What motor and voltage are you using and which Logisystems controller? Also, are the cables from your battery pack right next to each other (I know this question seems weird but it's important).


----------



## gasless (Jul 10, 2008)

I'm using 120 volts. The controller was 156 volt 1000 amp. The + cable comes from the back of the ranger pickup. And the - is from the front. They are only close together at the controller. I have a friend with a ranger pickup and he is using a Curtis controller . No problems in 3 years. If you look at the other posts on this subject you will see Logisystems is having a problem...Ed


----------



## fugdabug (Jul 14, 2008)

gasless said:


> *Got my Logisystems controller back today. My Vehicle move about 4 inches and it died!!!! They had my controller for about a month and a half . And it still didn't work. I'm going to ask for my money back. I refuse to wait even a week for them to repair it again!!! I think I'll purchase a Curtis controller. Pissed Off is a under statement*
> 
> * Ed*


Well, 
Take a deep breath, back up ten yards and... KTA might have one on the shelf ready to ship, that is where I got mine... and they shipped it the day it was ordered... mine is a 1231C series... don't know what you have need of, but at least the company is an old standby... good luck!


----------



## gasless (Jul 10, 2008)

*Fugdabug* I sent the Logisystems controller back. Jim over at Logisystems ensured me I wouldn't have a problem with it again.
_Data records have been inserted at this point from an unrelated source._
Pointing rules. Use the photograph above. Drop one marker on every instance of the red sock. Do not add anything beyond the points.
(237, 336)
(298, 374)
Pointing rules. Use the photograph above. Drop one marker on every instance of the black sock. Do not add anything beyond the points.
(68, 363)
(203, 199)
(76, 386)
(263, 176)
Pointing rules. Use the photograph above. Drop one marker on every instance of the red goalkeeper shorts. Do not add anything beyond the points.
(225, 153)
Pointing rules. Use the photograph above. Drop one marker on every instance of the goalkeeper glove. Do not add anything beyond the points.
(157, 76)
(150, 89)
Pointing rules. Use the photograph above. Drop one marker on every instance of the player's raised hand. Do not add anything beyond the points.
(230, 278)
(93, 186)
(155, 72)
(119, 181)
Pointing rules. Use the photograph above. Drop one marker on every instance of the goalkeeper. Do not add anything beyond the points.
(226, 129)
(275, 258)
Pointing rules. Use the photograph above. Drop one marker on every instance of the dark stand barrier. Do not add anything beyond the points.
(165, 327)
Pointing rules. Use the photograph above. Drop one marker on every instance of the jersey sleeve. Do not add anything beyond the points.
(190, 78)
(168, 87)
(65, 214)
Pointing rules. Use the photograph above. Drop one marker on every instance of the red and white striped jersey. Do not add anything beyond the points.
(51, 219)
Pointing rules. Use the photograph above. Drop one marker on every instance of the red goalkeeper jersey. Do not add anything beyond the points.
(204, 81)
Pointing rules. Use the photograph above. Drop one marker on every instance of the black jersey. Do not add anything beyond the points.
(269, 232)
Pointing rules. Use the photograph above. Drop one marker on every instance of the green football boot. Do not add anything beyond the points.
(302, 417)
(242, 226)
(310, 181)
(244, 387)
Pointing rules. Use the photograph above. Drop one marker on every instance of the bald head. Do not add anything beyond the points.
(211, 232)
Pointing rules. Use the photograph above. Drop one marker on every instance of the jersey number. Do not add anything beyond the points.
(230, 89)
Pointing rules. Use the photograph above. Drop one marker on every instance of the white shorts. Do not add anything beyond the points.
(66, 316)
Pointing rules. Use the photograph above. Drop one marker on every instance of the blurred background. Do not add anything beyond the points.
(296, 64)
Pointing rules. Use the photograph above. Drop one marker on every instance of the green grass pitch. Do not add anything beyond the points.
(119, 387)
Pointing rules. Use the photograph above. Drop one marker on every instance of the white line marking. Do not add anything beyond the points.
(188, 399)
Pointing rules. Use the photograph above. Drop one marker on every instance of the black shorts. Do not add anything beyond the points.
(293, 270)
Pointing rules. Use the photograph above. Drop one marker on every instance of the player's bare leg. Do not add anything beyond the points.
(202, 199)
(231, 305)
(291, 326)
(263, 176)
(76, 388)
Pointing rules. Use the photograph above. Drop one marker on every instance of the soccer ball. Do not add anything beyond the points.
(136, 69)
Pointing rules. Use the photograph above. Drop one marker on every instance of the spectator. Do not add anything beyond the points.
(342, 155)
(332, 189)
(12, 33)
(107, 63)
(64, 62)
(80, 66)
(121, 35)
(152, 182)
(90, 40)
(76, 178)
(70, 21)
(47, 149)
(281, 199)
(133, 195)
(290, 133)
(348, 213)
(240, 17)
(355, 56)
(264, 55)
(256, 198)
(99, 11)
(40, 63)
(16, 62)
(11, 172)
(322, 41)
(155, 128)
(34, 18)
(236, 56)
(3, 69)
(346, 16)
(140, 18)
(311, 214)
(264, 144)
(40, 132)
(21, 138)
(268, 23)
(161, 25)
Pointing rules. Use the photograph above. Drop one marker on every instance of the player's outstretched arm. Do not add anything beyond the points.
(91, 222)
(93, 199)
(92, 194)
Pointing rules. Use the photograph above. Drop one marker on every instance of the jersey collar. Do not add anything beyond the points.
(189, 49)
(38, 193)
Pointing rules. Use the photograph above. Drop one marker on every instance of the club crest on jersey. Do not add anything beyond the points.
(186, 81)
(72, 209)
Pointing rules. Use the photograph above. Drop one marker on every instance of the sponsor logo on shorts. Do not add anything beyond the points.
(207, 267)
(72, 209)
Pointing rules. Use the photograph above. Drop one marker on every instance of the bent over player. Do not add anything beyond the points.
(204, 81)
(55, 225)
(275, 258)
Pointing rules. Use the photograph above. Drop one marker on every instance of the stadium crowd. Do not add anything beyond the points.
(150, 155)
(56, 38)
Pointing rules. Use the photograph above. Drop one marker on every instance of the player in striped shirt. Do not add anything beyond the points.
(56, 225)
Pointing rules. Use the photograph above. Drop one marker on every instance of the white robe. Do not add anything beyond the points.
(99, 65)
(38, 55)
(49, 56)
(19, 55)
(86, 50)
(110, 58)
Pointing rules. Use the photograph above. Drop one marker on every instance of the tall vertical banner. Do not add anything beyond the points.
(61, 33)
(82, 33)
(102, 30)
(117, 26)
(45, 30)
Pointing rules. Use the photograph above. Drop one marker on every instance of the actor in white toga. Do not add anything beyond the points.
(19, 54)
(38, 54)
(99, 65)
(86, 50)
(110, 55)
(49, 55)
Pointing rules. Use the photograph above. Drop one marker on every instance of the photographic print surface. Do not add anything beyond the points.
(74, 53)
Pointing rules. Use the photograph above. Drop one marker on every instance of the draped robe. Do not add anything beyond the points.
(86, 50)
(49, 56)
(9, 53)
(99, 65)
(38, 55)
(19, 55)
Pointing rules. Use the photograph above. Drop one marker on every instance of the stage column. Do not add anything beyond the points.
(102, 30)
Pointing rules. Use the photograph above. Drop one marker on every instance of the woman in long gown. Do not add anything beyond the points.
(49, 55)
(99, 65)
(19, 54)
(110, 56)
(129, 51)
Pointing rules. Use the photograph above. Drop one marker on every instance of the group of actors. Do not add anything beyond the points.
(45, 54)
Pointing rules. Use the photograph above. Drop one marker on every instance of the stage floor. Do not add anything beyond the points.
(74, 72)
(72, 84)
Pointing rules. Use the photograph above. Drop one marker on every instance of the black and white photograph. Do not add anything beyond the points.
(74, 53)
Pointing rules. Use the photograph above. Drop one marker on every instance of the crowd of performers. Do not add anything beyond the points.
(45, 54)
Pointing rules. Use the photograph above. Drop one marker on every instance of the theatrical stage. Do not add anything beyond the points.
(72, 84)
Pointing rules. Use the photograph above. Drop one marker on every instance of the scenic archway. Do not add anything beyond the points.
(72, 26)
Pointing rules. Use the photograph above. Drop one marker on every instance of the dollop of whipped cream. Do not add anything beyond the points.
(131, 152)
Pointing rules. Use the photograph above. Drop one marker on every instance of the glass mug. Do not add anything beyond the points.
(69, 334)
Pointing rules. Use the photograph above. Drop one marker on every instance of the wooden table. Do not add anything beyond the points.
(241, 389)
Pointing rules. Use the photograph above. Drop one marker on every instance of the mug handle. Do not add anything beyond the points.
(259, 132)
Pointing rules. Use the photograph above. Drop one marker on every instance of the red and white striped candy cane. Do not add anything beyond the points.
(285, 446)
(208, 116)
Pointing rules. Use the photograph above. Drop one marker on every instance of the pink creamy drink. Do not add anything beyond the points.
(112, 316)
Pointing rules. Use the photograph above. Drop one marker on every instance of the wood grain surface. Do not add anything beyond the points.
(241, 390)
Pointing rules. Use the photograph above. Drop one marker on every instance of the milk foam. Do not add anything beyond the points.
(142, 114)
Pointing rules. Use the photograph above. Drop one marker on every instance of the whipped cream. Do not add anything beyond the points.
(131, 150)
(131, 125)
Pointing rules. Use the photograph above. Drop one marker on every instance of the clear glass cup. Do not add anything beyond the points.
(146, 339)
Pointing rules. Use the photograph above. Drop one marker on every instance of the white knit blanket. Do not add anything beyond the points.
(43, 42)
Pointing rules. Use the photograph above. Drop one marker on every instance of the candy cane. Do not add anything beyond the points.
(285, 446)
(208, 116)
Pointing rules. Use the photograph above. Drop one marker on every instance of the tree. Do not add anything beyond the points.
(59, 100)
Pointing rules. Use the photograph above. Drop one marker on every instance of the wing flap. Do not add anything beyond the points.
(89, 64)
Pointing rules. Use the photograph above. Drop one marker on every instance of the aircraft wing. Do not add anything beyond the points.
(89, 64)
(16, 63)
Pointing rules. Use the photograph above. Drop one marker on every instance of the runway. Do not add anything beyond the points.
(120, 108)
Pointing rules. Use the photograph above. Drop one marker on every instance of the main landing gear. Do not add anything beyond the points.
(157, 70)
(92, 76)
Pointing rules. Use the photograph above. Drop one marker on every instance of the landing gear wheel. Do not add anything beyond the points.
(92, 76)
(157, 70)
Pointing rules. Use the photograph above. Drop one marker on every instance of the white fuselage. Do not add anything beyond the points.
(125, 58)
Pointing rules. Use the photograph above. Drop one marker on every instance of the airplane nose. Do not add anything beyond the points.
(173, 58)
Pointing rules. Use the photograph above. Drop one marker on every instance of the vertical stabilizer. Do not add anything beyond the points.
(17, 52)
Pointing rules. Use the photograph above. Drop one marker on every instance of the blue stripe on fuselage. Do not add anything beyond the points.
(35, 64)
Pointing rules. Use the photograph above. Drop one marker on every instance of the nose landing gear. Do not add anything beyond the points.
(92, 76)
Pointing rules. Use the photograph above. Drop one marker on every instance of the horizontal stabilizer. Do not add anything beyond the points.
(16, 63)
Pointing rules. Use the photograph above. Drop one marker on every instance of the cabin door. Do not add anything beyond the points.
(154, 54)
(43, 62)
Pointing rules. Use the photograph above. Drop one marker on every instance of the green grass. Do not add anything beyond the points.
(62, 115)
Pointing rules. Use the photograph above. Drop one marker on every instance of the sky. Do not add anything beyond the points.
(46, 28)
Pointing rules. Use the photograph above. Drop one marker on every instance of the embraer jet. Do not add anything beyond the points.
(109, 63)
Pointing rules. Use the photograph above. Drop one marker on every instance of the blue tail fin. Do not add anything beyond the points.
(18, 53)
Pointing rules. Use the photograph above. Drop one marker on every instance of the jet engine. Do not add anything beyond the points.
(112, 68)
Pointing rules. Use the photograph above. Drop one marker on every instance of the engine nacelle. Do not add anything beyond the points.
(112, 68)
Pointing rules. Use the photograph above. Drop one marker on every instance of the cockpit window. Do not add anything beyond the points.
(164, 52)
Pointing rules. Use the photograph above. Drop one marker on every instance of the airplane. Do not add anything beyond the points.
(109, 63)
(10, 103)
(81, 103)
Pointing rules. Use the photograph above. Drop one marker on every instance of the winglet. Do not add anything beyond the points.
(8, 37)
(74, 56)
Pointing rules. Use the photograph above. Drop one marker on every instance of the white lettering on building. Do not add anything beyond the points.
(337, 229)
He also said he would try to get another one to me by Friday. I think they are trying very hard to get things together. They are pleasant to talk to on the phone and seem very sincere. I think they deserve another chance. So for now I won't be needing a Curtis controller. 

Thanks Ed


----------



## mopargarage (Jul 2, 2008)

gasless said:


> *Fugdabug* I sent the Logisystems controller back. Jim over at Logisystems ensured me I wouldn't have a problem with it again. He also said he would try to get another one to me by Friday. I think they are trying very hard to get things together. They are pleasant to talk to on the phone and seem very sincere. I think they deserve another chance. So for now I won't be needing a Curtis controller.
> 
> Thanks Ed


Hey Ed,

You might remember I have a blown controller over at LogiSystems too. Because of yours and others' experience with the 'repaired' units I decided to spring for a Curtis because I don't think I could ever trust my LogiSystems again after all of these repeated failures. 

However, It does seem that maybe these recent problems have just been minor issues so I'm very interested to know how your repair goes. Please continue to keep us posted. Best of luck with it.
~Bruce


----------



## fugdabug (Jul 14, 2008)

gasless said:


> *Fugdabug* I sent the Logisystems controller back. Jim over at Logisystems ensured me I wouldn't have a problem with it again. He also said he would try to get another one to me by Friday. I think they are trying very hard to get things together. They are pleasant to talk to on the phone and seem very sincere. I think they deserve another chance. So for now I won't be needing a Curtis controller.
> 
> Thanks Ed


Good deal!!! I imagine most folks that are out there really do try in some way to make their customers happy, I mean without customers you don't have business... right?... so let's hope the repair goes good for you! 'cause Curtis may be an 'ol standby, but they sure take out a chunk o' change!


----------



## 84bertone (Apr 10, 2008)

I too have a LogiSystems controller. I installed it in July and it has been working fine. But I got a bit concerned while following this thread so I called LogiSystems and they suggested that I send it back for rework even though it is working. They assured me that my controller is under warranty and if I decide to simply keep using it and it fails, they will take care of it.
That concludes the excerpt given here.